Desarticulação política, estrutura precária de saúde, imprudência da população e até uma nova variante do vírus recolocam a capital em situação crítica

Por João Pedroso de Campos Materia seguir SEGUIR Materia seguir SEGUINDO Atualizado em 25 mar 2021, 21h44 - Publicado em 15 jan 2021, 06h00

Algumas das cenas chocantes do período mais dramático da pandemia da Covid-19 no Brasil foram vistas em Manaus, todas na esteira de um colapso dos sistemas de saúde e funerário. Entre abril e maio do ano passado, correram o país imagens de pacientes dividindo espaço em uma unidade semi-­intensiva com um cadáver envelopado, um homem recebendo oxigênio com a cabeça dentro de um saco plástico improvisado como respirador e caixões sendo depositados em valas coletivas nos cemitérios saturados da capital do Amazonas. Após um período de retração nas ocorrências, o fantasma da tragédia voltou a assombrar a cidade: a média móvel de mortes quadruplicou e a taxa de casos quase triplicou nas duas últimas semanas (veja o quadro). Os hospitais estão novamente apinhados, com quase 90% dos leitos adultos de UTI ocupados. Pior: o índice de letalidade do coronavírus está em mais de 4%, quase o dobro da taxa nacional, e a média diária de enterros cresceu 80%.

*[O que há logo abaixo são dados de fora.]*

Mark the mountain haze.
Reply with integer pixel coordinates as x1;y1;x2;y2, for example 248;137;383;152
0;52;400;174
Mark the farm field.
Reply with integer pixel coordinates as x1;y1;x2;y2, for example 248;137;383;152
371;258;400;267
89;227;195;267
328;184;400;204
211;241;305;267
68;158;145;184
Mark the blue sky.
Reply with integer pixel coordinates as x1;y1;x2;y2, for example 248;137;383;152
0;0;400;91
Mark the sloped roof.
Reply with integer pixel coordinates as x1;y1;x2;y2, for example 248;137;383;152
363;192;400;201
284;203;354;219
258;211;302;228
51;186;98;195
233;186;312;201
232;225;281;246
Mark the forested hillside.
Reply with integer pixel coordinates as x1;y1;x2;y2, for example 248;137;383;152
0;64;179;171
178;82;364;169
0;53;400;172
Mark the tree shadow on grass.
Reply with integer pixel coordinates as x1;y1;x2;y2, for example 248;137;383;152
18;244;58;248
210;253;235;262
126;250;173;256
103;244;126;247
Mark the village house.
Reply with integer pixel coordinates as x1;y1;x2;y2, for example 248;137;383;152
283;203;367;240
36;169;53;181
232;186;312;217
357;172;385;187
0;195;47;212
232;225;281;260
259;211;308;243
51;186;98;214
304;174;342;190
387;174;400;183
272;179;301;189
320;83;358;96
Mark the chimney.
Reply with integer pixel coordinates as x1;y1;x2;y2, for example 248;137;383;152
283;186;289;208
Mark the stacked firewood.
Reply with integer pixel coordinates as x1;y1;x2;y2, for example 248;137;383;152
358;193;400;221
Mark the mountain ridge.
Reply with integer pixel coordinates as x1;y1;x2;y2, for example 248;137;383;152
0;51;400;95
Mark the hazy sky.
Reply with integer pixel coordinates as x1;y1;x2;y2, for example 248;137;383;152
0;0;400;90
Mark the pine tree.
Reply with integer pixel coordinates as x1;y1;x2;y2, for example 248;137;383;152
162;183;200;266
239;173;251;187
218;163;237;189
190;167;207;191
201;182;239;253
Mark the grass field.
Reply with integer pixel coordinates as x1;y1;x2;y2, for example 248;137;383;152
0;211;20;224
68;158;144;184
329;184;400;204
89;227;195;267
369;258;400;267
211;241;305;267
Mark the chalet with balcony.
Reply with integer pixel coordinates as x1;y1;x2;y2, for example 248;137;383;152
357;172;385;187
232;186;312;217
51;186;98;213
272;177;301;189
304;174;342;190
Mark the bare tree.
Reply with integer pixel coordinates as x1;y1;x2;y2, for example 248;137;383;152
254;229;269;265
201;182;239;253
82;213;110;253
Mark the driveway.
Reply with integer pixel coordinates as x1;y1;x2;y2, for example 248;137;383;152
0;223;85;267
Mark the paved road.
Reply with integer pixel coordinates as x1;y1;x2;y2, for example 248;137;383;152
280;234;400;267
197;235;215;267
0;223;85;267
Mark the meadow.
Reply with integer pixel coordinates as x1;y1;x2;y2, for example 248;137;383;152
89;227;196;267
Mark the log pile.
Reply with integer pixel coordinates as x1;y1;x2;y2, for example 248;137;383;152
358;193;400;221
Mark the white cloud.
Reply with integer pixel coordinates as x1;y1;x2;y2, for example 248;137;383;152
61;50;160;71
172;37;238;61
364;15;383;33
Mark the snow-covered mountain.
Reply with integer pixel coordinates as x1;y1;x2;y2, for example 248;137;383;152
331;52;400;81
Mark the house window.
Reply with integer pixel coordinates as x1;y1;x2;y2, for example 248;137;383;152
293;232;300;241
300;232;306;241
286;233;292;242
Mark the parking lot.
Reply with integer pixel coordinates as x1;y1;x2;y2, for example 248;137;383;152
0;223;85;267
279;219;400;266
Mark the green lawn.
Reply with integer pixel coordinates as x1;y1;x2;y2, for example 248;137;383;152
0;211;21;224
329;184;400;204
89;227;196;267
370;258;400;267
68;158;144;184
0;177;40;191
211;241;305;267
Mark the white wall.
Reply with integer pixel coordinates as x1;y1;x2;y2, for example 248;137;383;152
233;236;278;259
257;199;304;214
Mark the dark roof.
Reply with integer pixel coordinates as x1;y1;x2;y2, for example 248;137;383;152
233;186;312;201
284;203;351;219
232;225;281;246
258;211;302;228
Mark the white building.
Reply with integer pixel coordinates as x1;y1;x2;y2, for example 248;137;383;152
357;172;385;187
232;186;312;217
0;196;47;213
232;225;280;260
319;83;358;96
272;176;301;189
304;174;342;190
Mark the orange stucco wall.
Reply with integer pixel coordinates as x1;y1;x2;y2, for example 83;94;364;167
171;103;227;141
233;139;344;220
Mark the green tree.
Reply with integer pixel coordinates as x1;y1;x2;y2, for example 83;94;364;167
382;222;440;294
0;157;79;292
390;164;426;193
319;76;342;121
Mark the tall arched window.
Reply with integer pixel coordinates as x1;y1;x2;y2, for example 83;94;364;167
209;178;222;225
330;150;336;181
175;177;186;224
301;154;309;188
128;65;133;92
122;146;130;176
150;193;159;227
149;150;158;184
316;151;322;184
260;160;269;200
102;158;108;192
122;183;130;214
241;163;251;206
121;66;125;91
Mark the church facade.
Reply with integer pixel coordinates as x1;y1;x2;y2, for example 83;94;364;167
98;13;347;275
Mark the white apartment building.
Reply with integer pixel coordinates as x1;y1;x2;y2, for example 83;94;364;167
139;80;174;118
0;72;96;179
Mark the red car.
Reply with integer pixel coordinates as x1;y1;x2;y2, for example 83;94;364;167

CENA COMUM - Cemitério lotado: o prefeito quer covas verticais e câmaras frias -
CENA COMUM - Cemitério lotado: o prefeito quer covas verticais e câmaras frias – (Michael Dantas/AFP)

A forte recaída da pandemia em Manaus é resultado de um coquetel de fatores que incluem desde questões climáticas sazonais — como a chegada do chamado “inverno amazônico”, temporada de chuvas em que crescem os casos de doenças e vírus respiratórios — até, possivelmente, situações extraordinárias, como a descoberta de uma variante local do vírus, detectada pelo Japão após quatro cidadãos daquele país terem retornado do Amazonas. O caso incomodou até o premê britânico Boris Johnson, que chefia uma nação que já enfrenta uma mutação do vírus. “Estamos preocupados, estamos tomando providências e é justo dizer que ainda temos muitas dúvidas sobre essa variante brasileira”, disse ele na quarta-feira 13. Segundo Felipe Naveca, pesquisador da Fiocruz Amazônia, é provável que as mutações tenham ocorrido entre novembro e dezembro. “Chama bastante atenção, porque acumularam diversas mutações do tipo em pouco tempo”, afirma.

Muito além disso, outras três chagas, bastante evitáveis, estão por trás da crise anterior e da atual de Manaus: a desarticulação das autoridades, a falta de estrutura, de profissionais, de insumos médicos, e a incompreensão de parte da sociedade no combate ao problema. Em setembro, o alerta foi ligado com o aumento das internações na rede privada — uma das teses é de que a segunda onda foi iniciada pelos mais ricos, que haviam mantido maior isolamento no primeiro pico. Nessa época, empresários diziam ao governo que eram contra medidas de contenção, com base na teoria de que a cidade atingira a imunidade de rebanho. O então prefeito, Arthur Virgílio (PSDB), defendeu um lockdown, o que foi rechaçado pelo governador Wilson Lima (PSC). Quando o estado decidiu anunciar medidas duras, já em dezembro, o prefeito foi contra. Protestos contra o fechamento do comércio fizeram Lima recuar. “Nunca o vi preocupado de verdade, é complicado falar com quem não fala sua língua”, diz Virgílio. “Manaus virou as costas à pandemia”, rebate Lima. Enquanto autoridades batiam cabeça, parte da população foi celebrar: no Natal, a fiscalização barrou ao menos duas festas clandestinas com 2 000 pessoas.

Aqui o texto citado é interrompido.